Recombinant human tissue plasminogen activator for acute ischemic stroke
Recombinant human tissue plasminogen activator for chronic subdural hematoma
Intraventricular tissue plasminogen activator
Intravenous Recombinant human tissue plasminogen activator
Case series
2017
Medical records were collected from patients suffered from AIS between 2010 and 2013 and allocated into either the intravenous recombinant tissue plasminogen activator (as rt-PA group) treatment, or non-rt-PA treatment group (as control group). The primary outcomes included a proportion of patients with favorable outcome [as defined with a modified Rankin Scale (mRS) of 0-1], functional independence (mRS of 0-2) or with bad outcome (mRS of 5-6) at 3, 6 and 12 months and the overall mortality. The secondary outcome included the events of intracranial hemorrhage. A total of 357 patients from Xinhua Hospital were selected. At 3-month follow-up, 86 patients in rt-PA vs. 99 in control group had favorable outcome, 105 vs. 122 were independent and 23 vs. 27 had bad outcome. At 6-month follow-up, 101 patients in rt-PA vs. 104 in control group had favorable outcome, 114 vs. 124 were independent and 20 vs. 34 had bad outcome. At 12 months, 104 patients in rt-PA vs. 105 in control group had favorable outcome, 117 vs. 125 were independent and 12 vs. 32 had bad outcome. At the end of 12 months, more deaths occurred in control group (20) than in the rt-PA group (11), but it was not statistically significant. Alteplase treatment in AIS patients showed the superior primary outcomes compared with control group, especially during the middle/long follow-up 1).

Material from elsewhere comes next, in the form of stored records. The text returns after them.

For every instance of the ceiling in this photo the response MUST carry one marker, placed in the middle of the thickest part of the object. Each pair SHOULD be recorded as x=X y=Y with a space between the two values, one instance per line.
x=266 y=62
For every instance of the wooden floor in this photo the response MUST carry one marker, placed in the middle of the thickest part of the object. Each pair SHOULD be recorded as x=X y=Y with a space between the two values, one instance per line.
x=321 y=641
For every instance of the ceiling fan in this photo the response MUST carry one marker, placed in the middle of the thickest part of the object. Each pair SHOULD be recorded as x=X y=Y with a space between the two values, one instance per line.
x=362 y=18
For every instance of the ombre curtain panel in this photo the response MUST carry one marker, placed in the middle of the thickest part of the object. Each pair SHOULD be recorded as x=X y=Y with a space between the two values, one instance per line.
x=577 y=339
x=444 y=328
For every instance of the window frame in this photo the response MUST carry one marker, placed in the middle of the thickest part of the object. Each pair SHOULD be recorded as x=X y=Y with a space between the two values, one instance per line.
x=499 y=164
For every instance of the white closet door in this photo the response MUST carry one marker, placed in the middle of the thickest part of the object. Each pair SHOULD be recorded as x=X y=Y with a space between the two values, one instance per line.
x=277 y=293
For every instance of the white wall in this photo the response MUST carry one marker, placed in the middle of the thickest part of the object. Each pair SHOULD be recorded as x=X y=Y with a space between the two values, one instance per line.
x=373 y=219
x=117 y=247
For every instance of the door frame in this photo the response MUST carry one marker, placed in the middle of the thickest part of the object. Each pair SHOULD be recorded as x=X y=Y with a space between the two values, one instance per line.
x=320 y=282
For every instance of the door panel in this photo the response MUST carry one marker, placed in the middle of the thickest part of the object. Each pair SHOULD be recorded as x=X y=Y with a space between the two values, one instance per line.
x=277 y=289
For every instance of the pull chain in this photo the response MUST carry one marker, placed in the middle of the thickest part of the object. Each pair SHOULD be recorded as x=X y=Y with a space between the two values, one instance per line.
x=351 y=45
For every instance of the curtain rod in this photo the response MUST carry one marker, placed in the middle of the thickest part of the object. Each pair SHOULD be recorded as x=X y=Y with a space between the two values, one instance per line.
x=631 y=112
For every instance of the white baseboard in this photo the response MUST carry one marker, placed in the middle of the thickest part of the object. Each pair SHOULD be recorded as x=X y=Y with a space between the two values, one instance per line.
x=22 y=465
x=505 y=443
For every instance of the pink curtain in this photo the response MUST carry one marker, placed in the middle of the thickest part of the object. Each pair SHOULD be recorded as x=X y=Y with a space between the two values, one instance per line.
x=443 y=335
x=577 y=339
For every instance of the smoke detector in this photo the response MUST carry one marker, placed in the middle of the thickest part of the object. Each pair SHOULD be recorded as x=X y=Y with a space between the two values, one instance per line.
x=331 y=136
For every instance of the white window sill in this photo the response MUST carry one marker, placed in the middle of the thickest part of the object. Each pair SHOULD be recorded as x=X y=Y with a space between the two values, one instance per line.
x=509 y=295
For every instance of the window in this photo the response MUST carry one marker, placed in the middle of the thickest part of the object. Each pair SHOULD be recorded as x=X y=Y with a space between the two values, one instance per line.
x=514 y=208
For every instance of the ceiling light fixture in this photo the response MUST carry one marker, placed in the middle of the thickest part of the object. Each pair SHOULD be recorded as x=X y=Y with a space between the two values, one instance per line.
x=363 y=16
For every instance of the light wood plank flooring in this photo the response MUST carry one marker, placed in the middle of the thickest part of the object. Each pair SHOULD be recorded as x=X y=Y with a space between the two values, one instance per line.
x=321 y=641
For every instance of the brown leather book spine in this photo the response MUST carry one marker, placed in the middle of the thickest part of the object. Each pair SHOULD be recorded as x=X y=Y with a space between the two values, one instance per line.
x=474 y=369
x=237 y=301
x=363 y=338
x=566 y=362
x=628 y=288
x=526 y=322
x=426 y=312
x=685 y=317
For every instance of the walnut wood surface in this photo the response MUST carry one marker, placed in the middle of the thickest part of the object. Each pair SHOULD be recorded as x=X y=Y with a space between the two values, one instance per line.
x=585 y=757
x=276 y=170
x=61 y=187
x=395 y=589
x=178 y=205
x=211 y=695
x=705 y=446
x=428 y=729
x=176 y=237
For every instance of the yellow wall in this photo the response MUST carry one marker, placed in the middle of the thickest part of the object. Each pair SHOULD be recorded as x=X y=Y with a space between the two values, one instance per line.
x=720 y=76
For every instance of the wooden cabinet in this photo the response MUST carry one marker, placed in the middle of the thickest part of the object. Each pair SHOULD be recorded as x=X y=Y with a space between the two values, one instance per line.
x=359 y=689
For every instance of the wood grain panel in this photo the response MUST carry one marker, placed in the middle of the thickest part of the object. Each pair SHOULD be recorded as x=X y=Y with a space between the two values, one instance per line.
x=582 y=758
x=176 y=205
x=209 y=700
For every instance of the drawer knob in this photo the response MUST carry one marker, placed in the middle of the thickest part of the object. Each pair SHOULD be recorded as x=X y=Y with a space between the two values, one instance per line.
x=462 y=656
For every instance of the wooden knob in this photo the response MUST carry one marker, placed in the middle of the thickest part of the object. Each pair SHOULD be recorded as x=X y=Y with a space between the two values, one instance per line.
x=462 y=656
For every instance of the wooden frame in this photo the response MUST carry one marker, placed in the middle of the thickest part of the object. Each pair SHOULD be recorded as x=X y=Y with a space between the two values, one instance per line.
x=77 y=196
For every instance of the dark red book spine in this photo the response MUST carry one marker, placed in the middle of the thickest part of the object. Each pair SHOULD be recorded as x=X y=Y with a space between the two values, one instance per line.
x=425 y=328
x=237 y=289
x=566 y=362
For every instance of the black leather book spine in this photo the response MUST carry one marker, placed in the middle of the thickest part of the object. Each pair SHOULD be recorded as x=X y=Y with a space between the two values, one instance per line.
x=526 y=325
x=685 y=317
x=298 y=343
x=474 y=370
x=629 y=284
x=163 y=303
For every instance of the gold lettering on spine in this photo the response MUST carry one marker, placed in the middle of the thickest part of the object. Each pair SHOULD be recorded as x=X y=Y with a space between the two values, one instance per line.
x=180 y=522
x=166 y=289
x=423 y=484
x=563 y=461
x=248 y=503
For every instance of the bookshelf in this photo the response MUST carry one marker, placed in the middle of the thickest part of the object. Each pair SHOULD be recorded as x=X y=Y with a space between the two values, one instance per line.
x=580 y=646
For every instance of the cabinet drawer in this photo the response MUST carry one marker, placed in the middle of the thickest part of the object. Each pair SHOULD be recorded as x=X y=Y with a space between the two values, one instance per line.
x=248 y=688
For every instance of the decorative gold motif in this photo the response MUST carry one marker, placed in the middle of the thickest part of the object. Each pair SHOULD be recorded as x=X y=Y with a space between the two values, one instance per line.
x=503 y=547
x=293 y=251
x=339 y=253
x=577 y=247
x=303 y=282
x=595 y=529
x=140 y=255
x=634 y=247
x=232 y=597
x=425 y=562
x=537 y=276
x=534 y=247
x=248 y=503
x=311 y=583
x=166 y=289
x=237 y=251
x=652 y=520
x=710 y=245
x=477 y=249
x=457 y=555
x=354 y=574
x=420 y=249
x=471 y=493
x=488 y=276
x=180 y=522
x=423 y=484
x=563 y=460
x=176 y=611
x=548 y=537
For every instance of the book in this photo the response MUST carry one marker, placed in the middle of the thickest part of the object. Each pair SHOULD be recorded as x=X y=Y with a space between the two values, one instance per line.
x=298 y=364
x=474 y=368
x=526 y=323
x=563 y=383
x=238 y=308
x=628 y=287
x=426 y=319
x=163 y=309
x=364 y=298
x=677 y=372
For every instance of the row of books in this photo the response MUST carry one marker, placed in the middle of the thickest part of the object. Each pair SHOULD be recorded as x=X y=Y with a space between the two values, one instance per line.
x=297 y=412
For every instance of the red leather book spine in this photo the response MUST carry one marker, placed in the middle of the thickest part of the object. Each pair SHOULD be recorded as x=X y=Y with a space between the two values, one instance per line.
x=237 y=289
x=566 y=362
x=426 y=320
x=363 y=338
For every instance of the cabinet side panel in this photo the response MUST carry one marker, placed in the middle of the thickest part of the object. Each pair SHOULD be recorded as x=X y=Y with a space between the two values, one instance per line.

Recombinant human tissue plasminogen activator (tPA) is the effective drug for the treatment of acute ischemic stroke. In addition to thrombolysis, tPA is also involved in neuroplasticity.However, tPA has potential adverse side effects when administered intravenously including brain edema and hemorrhage.
Administered by intranasal delivery during the subacute phase after traumatic brain injury (TBI), provides therapeutic benefit. Animals with TBI were treated intranasally with saline or tPA initiated 7 days after TBI. Compared with saline treatment, subacute intranasal tPA treatment significantly 1) improved cognitive (Morris water maze test) and sensorimotor (footfault and modified neurological severity score) functional recovery in rats after TBI, 2) reduced the cortical stimulation threshold evoking ipsilateral forelimb movement, 3) enhanced neurogenesis in the dentate gyrus and axonal sprouting of the corticospinal tract originating from the contralesional cortex into the denervated side of the cervical gray matter, and 4) increased the level of mature brain-derived neurotrophic factor. These data suggest that subacute intranasal tPA treatment improves functional recovery and promotes brain neurogenesis and spinal cord axonal sprouting after TBI, which may be mediated, at least in part, by tPA/plasmin-dependent maturation of brain-derived neurotrophic factor 2).
rtPA amplified microglia recruitment early after stroke in association with a rapid CCL3 production. This early response may take part in the higher susceptibility of rtPA-treated animals to reperfusion injury 3).